Prostate cancer is the development of a malignant growth or tumor caused by uncontrolled or abnormal cell division in the tissues of the prostate gland. An estimated 217,730 new cases of prostate cancer will be diagnosed in the United States in 2010, and an estimated 32,050 men will die of the disease. It is the second most common cancer among men in the United States, and it most often develops in men older than age 65.
Although experts have identified risk factors for prostate cancer, the underlying cause of the disease is not known. Like other cancers, prostate cancer is believed to develop in two steps. During step one, the cells are exposed to factors, such as viruses or toxins, that cause or trigger the unusual or uncontrolled cell growth. During step two, other factors such as diet, hormones, and environmental influences promote the growth and development of the abnormal cells.

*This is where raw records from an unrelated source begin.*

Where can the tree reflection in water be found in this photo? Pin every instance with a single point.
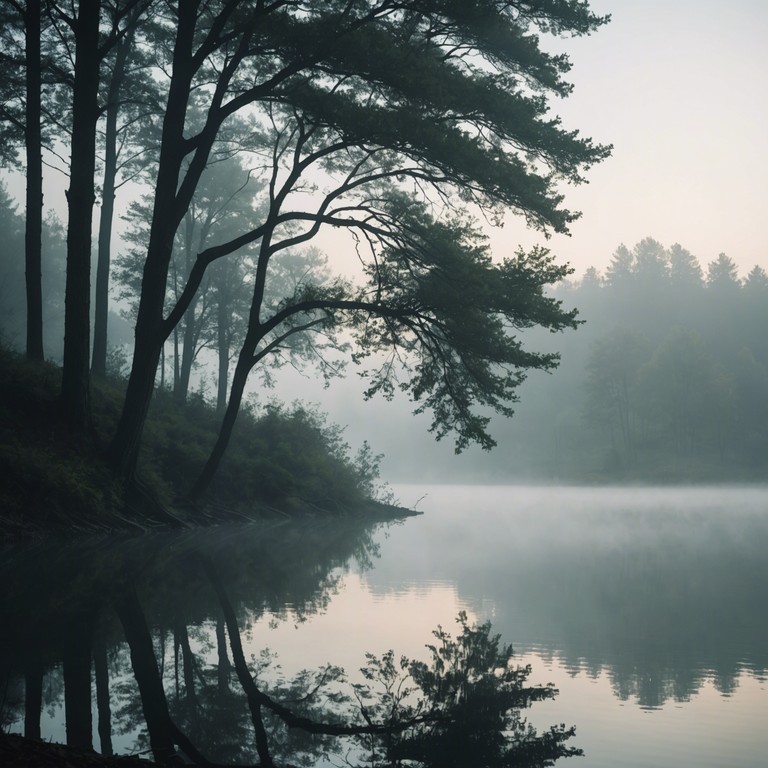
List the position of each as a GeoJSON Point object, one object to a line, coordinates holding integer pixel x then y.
{"type": "Point", "coordinates": [178, 607]}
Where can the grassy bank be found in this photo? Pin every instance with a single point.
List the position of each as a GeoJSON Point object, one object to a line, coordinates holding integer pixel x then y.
{"type": "Point", "coordinates": [281, 461]}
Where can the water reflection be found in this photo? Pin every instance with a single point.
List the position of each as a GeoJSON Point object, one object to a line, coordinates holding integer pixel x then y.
{"type": "Point", "coordinates": [164, 623]}
{"type": "Point", "coordinates": [659, 590]}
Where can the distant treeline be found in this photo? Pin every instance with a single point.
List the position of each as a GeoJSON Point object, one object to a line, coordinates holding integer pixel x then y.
{"type": "Point", "coordinates": [667, 379]}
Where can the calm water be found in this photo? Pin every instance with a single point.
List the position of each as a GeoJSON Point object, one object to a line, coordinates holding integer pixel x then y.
{"type": "Point", "coordinates": [646, 608]}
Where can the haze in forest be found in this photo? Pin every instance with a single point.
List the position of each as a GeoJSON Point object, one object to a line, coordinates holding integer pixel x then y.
{"type": "Point", "coordinates": [662, 378]}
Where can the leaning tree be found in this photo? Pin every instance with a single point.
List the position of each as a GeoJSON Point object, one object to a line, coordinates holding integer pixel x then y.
{"type": "Point", "coordinates": [438, 102]}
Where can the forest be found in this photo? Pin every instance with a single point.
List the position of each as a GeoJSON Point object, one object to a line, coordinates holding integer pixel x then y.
{"type": "Point", "coordinates": [664, 381]}
{"type": "Point", "coordinates": [207, 148]}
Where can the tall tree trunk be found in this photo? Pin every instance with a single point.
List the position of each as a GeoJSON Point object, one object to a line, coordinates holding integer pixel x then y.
{"type": "Point", "coordinates": [101, 303]}
{"type": "Point", "coordinates": [75, 387]}
{"type": "Point", "coordinates": [188, 348]}
{"type": "Point", "coordinates": [144, 665]}
{"type": "Point", "coordinates": [150, 333]}
{"type": "Point", "coordinates": [239, 381]}
{"type": "Point", "coordinates": [163, 732]}
{"type": "Point", "coordinates": [33, 699]}
{"type": "Point", "coordinates": [77, 683]}
{"type": "Point", "coordinates": [224, 667]}
{"type": "Point", "coordinates": [34, 201]}
{"type": "Point", "coordinates": [101, 673]}
{"type": "Point", "coordinates": [222, 332]}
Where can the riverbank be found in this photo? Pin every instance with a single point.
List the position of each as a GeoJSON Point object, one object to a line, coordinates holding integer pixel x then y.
{"type": "Point", "coordinates": [281, 463]}
{"type": "Point", "coordinates": [18, 752]}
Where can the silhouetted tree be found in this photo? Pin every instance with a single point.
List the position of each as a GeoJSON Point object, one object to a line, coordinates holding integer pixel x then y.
{"type": "Point", "coordinates": [456, 126]}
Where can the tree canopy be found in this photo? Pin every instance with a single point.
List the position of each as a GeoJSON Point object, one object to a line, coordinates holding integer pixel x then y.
{"type": "Point", "coordinates": [397, 122]}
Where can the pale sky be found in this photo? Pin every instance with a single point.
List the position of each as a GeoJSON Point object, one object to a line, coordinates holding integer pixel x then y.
{"type": "Point", "coordinates": [679, 88]}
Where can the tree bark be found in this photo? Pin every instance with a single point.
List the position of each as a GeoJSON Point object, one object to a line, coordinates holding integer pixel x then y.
{"type": "Point", "coordinates": [101, 299]}
{"type": "Point", "coordinates": [222, 331]}
{"type": "Point", "coordinates": [239, 381]}
{"type": "Point", "coordinates": [144, 665]}
{"type": "Point", "coordinates": [101, 673]}
{"type": "Point", "coordinates": [150, 333]}
{"type": "Point", "coordinates": [33, 699]}
{"type": "Point", "coordinates": [34, 201]}
{"type": "Point", "coordinates": [77, 685]}
{"type": "Point", "coordinates": [75, 388]}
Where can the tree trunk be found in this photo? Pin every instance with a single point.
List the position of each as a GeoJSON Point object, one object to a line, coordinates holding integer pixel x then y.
{"type": "Point", "coordinates": [34, 201]}
{"type": "Point", "coordinates": [189, 345]}
{"type": "Point", "coordinates": [224, 667]}
{"type": "Point", "coordinates": [222, 332]}
{"type": "Point", "coordinates": [144, 665]}
{"type": "Point", "coordinates": [150, 333]}
{"type": "Point", "coordinates": [80, 198]}
{"type": "Point", "coordinates": [101, 673]}
{"type": "Point", "coordinates": [33, 699]}
{"type": "Point", "coordinates": [239, 381]}
{"type": "Point", "coordinates": [101, 299]}
{"type": "Point", "coordinates": [77, 684]}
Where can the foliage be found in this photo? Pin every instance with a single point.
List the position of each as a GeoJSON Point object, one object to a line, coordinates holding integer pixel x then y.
{"type": "Point", "coordinates": [668, 375]}
{"type": "Point", "coordinates": [465, 704]}
{"type": "Point", "coordinates": [287, 459]}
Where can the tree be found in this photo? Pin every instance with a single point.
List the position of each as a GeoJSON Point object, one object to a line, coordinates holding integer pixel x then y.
{"type": "Point", "coordinates": [30, 126]}
{"type": "Point", "coordinates": [722, 274]}
{"type": "Point", "coordinates": [684, 269]}
{"type": "Point", "coordinates": [129, 103]}
{"type": "Point", "coordinates": [682, 391]}
{"type": "Point", "coordinates": [472, 121]}
{"type": "Point", "coordinates": [612, 401]}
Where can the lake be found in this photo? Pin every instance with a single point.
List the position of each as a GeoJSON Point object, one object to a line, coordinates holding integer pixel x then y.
{"type": "Point", "coordinates": [645, 607]}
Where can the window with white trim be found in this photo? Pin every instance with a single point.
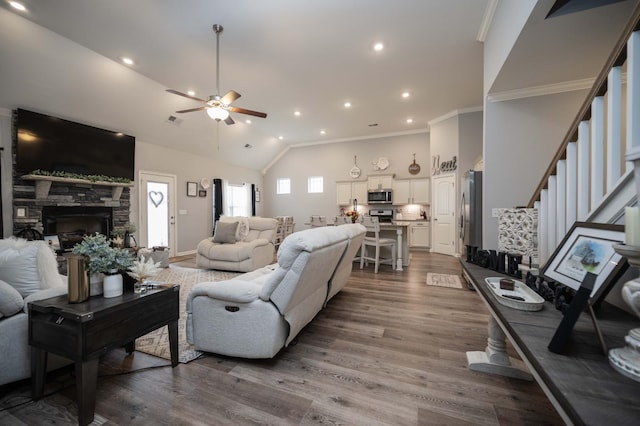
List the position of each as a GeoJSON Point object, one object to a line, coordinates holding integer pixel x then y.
{"type": "Point", "coordinates": [314, 184]}
{"type": "Point", "coordinates": [283, 186]}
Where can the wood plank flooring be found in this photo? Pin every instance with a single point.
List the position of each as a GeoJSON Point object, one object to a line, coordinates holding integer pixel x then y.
{"type": "Point", "coordinates": [387, 350]}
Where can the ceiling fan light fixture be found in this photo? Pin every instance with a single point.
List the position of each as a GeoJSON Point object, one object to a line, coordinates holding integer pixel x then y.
{"type": "Point", "coordinates": [218, 113]}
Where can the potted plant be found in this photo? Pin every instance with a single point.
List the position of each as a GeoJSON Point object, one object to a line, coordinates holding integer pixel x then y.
{"type": "Point", "coordinates": [103, 259]}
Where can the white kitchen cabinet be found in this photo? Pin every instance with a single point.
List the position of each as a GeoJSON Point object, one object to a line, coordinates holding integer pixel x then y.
{"type": "Point", "coordinates": [411, 191]}
{"type": "Point", "coordinates": [402, 191]}
{"type": "Point", "coordinates": [380, 182]}
{"type": "Point", "coordinates": [420, 191]}
{"type": "Point", "coordinates": [419, 234]}
{"type": "Point", "coordinates": [348, 191]}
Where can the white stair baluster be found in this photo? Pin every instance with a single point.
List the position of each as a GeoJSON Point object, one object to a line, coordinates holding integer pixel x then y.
{"type": "Point", "coordinates": [561, 197]}
{"type": "Point", "coordinates": [572, 185]}
{"type": "Point", "coordinates": [597, 151]}
{"type": "Point", "coordinates": [615, 158]}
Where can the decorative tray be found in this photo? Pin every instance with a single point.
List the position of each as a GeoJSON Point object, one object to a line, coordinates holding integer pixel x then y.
{"type": "Point", "coordinates": [521, 297]}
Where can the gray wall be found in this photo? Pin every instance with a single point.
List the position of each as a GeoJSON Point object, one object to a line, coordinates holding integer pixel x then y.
{"type": "Point", "coordinates": [333, 162]}
{"type": "Point", "coordinates": [521, 137]}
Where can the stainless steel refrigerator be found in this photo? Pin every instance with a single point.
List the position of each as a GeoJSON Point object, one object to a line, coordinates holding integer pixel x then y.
{"type": "Point", "coordinates": [471, 209]}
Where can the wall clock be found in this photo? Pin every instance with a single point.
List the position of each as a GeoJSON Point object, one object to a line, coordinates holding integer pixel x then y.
{"type": "Point", "coordinates": [355, 170]}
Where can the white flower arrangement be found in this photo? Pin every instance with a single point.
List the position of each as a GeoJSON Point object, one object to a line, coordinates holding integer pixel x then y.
{"type": "Point", "coordinates": [144, 268]}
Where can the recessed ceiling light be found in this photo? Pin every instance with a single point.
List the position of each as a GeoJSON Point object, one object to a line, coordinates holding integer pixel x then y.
{"type": "Point", "coordinates": [18, 6]}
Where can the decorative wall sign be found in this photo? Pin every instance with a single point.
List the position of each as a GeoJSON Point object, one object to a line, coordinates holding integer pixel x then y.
{"type": "Point", "coordinates": [192, 189]}
{"type": "Point", "coordinates": [380, 164]}
{"type": "Point", "coordinates": [355, 170]}
{"type": "Point", "coordinates": [414, 168]}
{"type": "Point", "coordinates": [445, 166]}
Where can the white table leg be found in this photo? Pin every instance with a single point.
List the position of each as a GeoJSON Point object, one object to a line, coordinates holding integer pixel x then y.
{"type": "Point", "coordinates": [494, 359]}
{"type": "Point", "coordinates": [399, 256]}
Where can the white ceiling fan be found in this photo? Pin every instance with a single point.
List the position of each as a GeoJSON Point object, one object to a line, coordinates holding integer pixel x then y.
{"type": "Point", "coordinates": [218, 107]}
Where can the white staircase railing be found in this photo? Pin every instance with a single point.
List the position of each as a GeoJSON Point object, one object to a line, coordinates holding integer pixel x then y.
{"type": "Point", "coordinates": [588, 179]}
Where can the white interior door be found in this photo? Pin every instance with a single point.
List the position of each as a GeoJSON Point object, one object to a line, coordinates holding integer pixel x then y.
{"type": "Point", "coordinates": [444, 214]}
{"type": "Point", "coordinates": [157, 210]}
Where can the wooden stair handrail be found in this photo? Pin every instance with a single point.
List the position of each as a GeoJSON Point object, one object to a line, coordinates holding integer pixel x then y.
{"type": "Point", "coordinates": [617, 58]}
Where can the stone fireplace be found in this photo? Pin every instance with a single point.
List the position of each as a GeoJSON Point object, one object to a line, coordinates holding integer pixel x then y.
{"type": "Point", "coordinates": [69, 208]}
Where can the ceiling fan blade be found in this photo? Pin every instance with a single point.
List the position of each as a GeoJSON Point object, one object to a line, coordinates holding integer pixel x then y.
{"type": "Point", "coordinates": [175, 92]}
{"type": "Point", "coordinates": [230, 97]}
{"type": "Point", "coordinates": [248, 112]}
{"type": "Point", "coordinates": [191, 110]}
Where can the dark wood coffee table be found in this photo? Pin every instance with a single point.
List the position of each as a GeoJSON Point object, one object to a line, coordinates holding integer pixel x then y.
{"type": "Point", "coordinates": [84, 331]}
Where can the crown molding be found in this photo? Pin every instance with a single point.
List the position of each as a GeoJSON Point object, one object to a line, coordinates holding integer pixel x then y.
{"type": "Point", "coordinates": [353, 139]}
{"type": "Point", "coordinates": [454, 113]}
{"type": "Point", "coordinates": [548, 89]}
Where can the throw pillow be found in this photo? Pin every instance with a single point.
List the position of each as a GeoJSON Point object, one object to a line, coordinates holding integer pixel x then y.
{"type": "Point", "coordinates": [225, 232]}
{"type": "Point", "coordinates": [10, 300]}
{"type": "Point", "coordinates": [243, 228]}
{"type": "Point", "coordinates": [28, 266]}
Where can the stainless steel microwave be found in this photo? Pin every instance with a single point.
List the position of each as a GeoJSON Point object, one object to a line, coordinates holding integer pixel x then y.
{"type": "Point", "coordinates": [380, 196]}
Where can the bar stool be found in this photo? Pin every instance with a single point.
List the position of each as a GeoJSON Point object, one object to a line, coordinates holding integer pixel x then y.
{"type": "Point", "coordinates": [373, 227]}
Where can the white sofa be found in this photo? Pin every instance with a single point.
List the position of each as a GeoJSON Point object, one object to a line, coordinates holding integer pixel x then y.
{"type": "Point", "coordinates": [253, 247]}
{"type": "Point", "coordinates": [28, 272]}
{"type": "Point", "coordinates": [256, 314]}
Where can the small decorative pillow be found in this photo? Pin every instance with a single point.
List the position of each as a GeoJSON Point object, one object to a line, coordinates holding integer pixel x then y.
{"type": "Point", "coordinates": [10, 300]}
{"type": "Point", "coordinates": [28, 266]}
{"type": "Point", "coordinates": [225, 232]}
{"type": "Point", "coordinates": [243, 228]}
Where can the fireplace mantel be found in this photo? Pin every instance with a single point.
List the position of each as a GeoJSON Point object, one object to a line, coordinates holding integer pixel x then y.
{"type": "Point", "coordinates": [43, 184]}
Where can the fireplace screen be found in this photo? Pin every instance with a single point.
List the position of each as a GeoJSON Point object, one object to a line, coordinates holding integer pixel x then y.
{"type": "Point", "coordinates": [70, 224]}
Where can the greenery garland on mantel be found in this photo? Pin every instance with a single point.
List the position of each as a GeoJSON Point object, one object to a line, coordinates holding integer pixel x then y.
{"type": "Point", "coordinates": [78, 176]}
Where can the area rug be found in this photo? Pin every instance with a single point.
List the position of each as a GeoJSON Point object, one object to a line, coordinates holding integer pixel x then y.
{"type": "Point", "coordinates": [157, 342]}
{"type": "Point", "coordinates": [444, 280]}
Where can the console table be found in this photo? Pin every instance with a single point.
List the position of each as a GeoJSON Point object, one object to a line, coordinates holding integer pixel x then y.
{"type": "Point", "coordinates": [580, 383]}
{"type": "Point", "coordinates": [84, 331]}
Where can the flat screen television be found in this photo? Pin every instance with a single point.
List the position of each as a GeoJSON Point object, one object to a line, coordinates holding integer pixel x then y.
{"type": "Point", "coordinates": [53, 144]}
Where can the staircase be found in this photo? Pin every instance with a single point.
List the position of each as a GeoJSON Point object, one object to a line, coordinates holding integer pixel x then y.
{"type": "Point", "coordinates": [588, 179]}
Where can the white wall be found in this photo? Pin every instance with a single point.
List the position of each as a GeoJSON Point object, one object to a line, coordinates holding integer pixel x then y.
{"type": "Point", "coordinates": [333, 162]}
{"type": "Point", "coordinates": [521, 137]}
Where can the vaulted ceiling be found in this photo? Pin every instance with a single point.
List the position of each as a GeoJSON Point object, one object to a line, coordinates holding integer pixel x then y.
{"type": "Point", "coordinates": [312, 57]}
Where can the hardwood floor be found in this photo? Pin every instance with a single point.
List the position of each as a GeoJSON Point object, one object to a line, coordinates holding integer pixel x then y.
{"type": "Point", "coordinates": [387, 350]}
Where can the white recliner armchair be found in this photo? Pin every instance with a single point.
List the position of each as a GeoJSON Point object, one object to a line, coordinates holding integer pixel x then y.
{"type": "Point", "coordinates": [256, 314]}
{"type": "Point", "coordinates": [250, 247]}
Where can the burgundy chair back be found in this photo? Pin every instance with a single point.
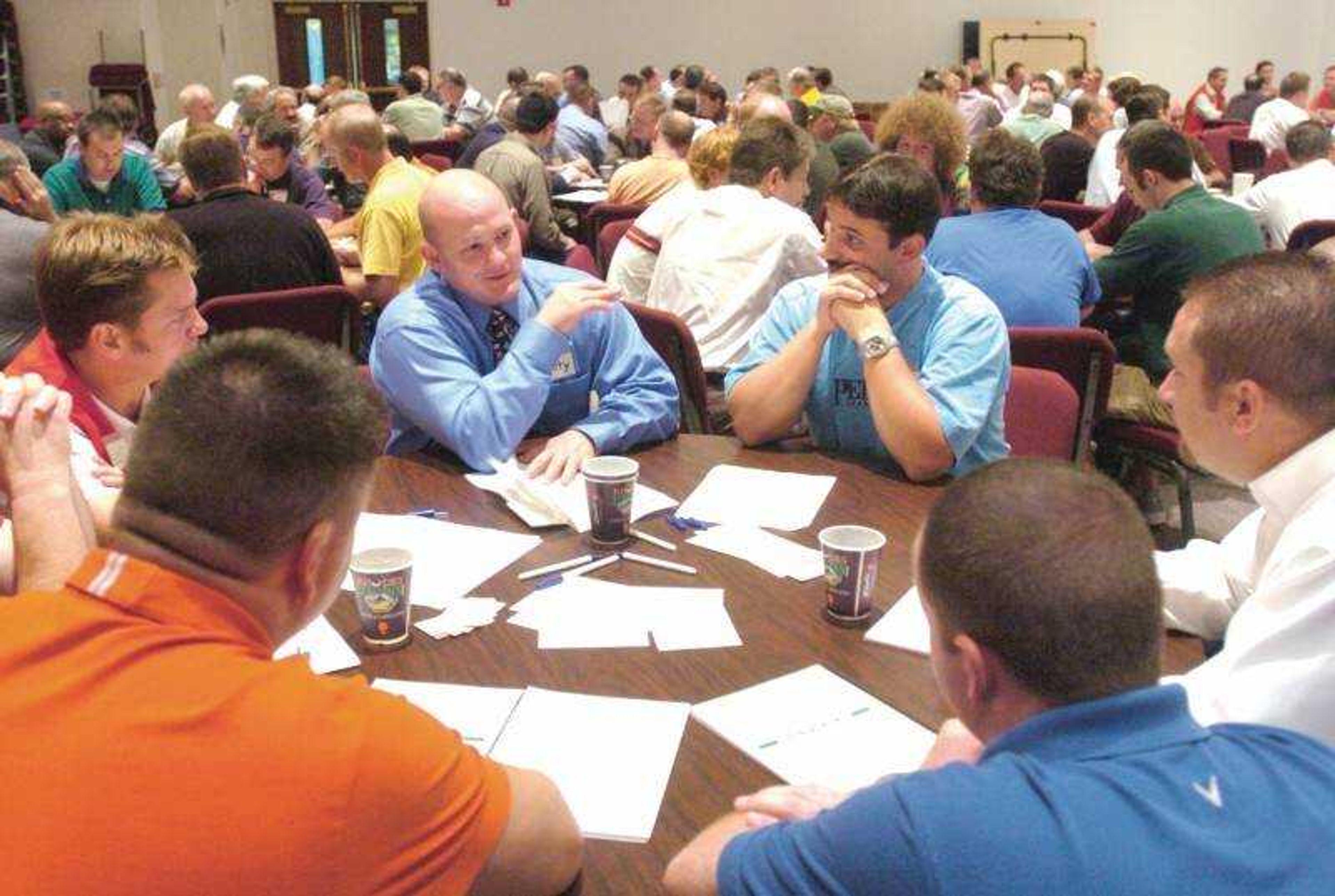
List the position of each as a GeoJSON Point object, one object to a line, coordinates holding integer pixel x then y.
{"type": "Point", "coordinates": [438, 162]}
{"type": "Point", "coordinates": [449, 149]}
{"type": "Point", "coordinates": [1075, 214]}
{"type": "Point", "coordinates": [581, 260]}
{"type": "Point", "coordinates": [608, 239]}
{"type": "Point", "coordinates": [1246, 155]}
{"type": "Point", "coordinates": [1083, 357]}
{"type": "Point", "coordinates": [1042, 414]}
{"type": "Point", "coordinates": [676, 345]}
{"type": "Point", "coordinates": [1309, 234]}
{"type": "Point", "coordinates": [604, 213]}
{"type": "Point", "coordinates": [1217, 145]}
{"type": "Point", "coordinates": [322, 313]}
{"type": "Point", "coordinates": [1276, 163]}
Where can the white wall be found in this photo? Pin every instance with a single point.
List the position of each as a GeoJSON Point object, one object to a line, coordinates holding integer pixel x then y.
{"type": "Point", "coordinates": [875, 47]}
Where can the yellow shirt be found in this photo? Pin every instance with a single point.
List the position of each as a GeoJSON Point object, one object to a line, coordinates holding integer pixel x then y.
{"type": "Point", "coordinates": [390, 233]}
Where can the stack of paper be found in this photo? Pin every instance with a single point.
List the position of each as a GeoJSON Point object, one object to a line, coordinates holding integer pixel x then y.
{"type": "Point", "coordinates": [772, 553]}
{"type": "Point", "coordinates": [904, 625]}
{"type": "Point", "coordinates": [552, 504]}
{"type": "Point", "coordinates": [811, 727]}
{"type": "Point", "coordinates": [609, 756]}
{"type": "Point", "coordinates": [324, 647]}
{"type": "Point", "coordinates": [449, 560]}
{"type": "Point", "coordinates": [591, 613]}
{"type": "Point", "coordinates": [747, 497]}
{"type": "Point", "coordinates": [461, 617]}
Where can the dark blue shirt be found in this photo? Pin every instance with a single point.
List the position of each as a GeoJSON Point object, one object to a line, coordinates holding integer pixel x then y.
{"type": "Point", "coordinates": [1030, 265]}
{"type": "Point", "coordinates": [1118, 796]}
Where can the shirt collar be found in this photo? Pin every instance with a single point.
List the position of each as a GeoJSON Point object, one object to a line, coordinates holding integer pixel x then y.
{"type": "Point", "coordinates": [1284, 489]}
{"type": "Point", "coordinates": [1134, 722]}
{"type": "Point", "coordinates": [163, 596]}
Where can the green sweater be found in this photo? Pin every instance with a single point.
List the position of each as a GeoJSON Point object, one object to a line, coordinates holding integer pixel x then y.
{"type": "Point", "coordinates": [1159, 254]}
{"type": "Point", "coordinates": [134, 189]}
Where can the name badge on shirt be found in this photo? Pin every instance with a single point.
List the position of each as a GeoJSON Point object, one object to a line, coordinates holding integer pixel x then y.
{"type": "Point", "coordinates": [565, 368]}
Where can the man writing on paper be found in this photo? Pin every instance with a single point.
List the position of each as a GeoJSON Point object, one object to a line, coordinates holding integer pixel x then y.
{"type": "Point", "coordinates": [145, 716]}
{"type": "Point", "coordinates": [491, 348]}
{"type": "Point", "coordinates": [884, 356]}
{"type": "Point", "coordinates": [1067, 756]}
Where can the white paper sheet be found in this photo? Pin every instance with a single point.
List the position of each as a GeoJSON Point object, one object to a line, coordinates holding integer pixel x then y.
{"type": "Point", "coordinates": [322, 645]}
{"type": "Point", "coordinates": [477, 714]}
{"type": "Point", "coordinates": [776, 555]}
{"type": "Point", "coordinates": [812, 727]}
{"type": "Point", "coordinates": [904, 625]}
{"type": "Point", "coordinates": [551, 504]}
{"type": "Point", "coordinates": [609, 756]}
{"type": "Point", "coordinates": [751, 497]}
{"type": "Point", "coordinates": [449, 560]}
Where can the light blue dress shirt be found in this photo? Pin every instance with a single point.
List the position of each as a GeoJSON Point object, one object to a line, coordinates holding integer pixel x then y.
{"type": "Point", "coordinates": [950, 333]}
{"type": "Point", "coordinates": [584, 134]}
{"type": "Point", "coordinates": [432, 358]}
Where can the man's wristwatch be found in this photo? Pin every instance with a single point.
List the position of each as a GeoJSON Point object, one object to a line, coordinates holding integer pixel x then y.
{"type": "Point", "coordinates": [877, 347]}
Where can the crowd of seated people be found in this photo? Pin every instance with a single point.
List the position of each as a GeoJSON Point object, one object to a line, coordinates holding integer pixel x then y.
{"type": "Point", "coordinates": [847, 277]}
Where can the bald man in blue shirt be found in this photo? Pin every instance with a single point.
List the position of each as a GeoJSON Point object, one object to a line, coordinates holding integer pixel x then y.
{"type": "Point", "coordinates": [1070, 769]}
{"type": "Point", "coordinates": [491, 348]}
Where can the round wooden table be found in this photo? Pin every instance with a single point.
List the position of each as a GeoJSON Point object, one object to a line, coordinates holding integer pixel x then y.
{"type": "Point", "coordinates": [779, 620]}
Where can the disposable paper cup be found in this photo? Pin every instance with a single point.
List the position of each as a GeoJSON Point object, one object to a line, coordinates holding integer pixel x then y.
{"type": "Point", "coordinates": [610, 484]}
{"type": "Point", "coordinates": [381, 580]}
{"type": "Point", "coordinates": [852, 555]}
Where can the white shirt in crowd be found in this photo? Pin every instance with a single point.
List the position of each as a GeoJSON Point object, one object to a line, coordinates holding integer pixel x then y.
{"type": "Point", "coordinates": [632, 265]}
{"type": "Point", "coordinates": [1011, 99]}
{"type": "Point", "coordinates": [1284, 201]}
{"type": "Point", "coordinates": [1060, 114]}
{"type": "Point", "coordinates": [1273, 121]}
{"type": "Point", "coordinates": [1269, 588]}
{"type": "Point", "coordinates": [721, 265]}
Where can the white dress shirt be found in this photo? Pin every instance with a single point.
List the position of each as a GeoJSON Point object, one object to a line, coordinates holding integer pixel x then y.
{"type": "Point", "coordinates": [721, 265]}
{"type": "Point", "coordinates": [1273, 121]}
{"type": "Point", "coordinates": [1284, 201]}
{"type": "Point", "coordinates": [632, 265]}
{"type": "Point", "coordinates": [1269, 588]}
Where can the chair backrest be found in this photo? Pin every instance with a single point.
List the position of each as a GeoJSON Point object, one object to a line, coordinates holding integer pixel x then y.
{"type": "Point", "coordinates": [438, 162]}
{"type": "Point", "coordinates": [324, 313]}
{"type": "Point", "coordinates": [608, 239]}
{"type": "Point", "coordinates": [1309, 234]}
{"type": "Point", "coordinates": [672, 340]}
{"type": "Point", "coordinates": [1246, 154]}
{"type": "Point", "coordinates": [604, 213]}
{"type": "Point", "coordinates": [1074, 213]}
{"type": "Point", "coordinates": [581, 260]}
{"type": "Point", "coordinates": [1042, 414]}
{"type": "Point", "coordinates": [1217, 145]}
{"type": "Point", "coordinates": [1276, 163]}
{"type": "Point", "coordinates": [1085, 358]}
{"type": "Point", "coordinates": [449, 149]}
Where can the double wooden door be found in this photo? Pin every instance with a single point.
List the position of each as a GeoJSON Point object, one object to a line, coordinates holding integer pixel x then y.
{"type": "Point", "coordinates": [369, 44]}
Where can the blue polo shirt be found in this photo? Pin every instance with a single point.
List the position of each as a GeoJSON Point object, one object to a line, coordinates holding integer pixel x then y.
{"type": "Point", "coordinates": [950, 333]}
{"type": "Point", "coordinates": [1126, 795]}
{"type": "Point", "coordinates": [1031, 265]}
{"type": "Point", "coordinates": [432, 358]}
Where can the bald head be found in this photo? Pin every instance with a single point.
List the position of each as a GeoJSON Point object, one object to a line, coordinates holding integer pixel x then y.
{"type": "Point", "coordinates": [454, 199]}
{"type": "Point", "coordinates": [472, 237]}
{"type": "Point", "coordinates": [760, 106]}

Certain factors such as age, ethnicity and genetics cannot be influenced however there are a number of lifestyle, nutrition and other factors that can form part of a program to help both prevent prostate cancer and to maximize your recovery and long term wellness in the event you are diagnosed with the disease. Maintaining maximum prostate health is about both reducing your risk factors as well as providing your body with maximum immunity through preventative wellness.
Just being on the planet for 65 years or longer is considered to be the strongest risk factor for prostate cancer. That’s the age group in which more than 60 percent of prostate cancers show up. (American Cancer Society) Since there’s nothing you can do about this risk factor, concentrate on those that you can control such as lifestyle, nutrition and exercise as well as maintaining a positive, stress and toxin free environment as well as other factors.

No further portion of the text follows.